What are the benefits wrt another high performance GC? O(1) allocation and de-allocation is the norm.
Thank you for asking. This implementation provides short O(1) pause times, regardless of working set size, and it also compacts. Maybe such things do already exist, but I couldn’t find such things when I searched as I was thinking about this project, so I thought this would be new. I’m happy to compare to another implementation if you could point me to one.
I see. Given the expensive read barrier, I think there are other ways to achieve similar characteristics with better trade-offs (I can find references tomorrow, but it is a bit late here, sorry). However, your design seems to make a lot of sense for a compacting database (the expensive read barrier can be factored in the cost to access external pages, storage overhead might be a problem though).
Small question: when GC thread is active, what happens if the main thread fills the region before than the GC can complete?
Thanks I’ll be happy to read them. Regarding your question, I use the term “region” in the code to refer to a range within the CB/ring-buffer. That region is allocated by the main thread for use by the GC thread, and then the main thread never touches it.

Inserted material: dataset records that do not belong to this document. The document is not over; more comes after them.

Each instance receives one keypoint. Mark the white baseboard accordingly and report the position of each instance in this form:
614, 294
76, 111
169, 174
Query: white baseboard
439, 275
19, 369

If you’re referring to the CB/ring-buffer itself, as in “what happens if the main thread fills the CB before the GC completes?” then the answer is that the main thread will resize the CB upwards to the next power-of-2, copy all of the contents of the old CB (including the still-being-written GC consolidation region), and then when the main thread observes the GC to have completed, it will copy forward the data from the old CB’s consolidation region to the equivalent range in the new CB. In this way, the GC thread only knows about the CB that was given to it during the start of the GC/consolidation, and the main thread is responsible for the shift of the CB to a larger one.
Thanks! –Dan
Yeah, it looks like an exercise to write such GC. Other pauseless GC’s has similar characteristics and arguably cheaper in many cases. This implementation for lookups requires a hash table on-the-side and most likely requires a read-barrier (when rewire objects moved from zone A to B to C).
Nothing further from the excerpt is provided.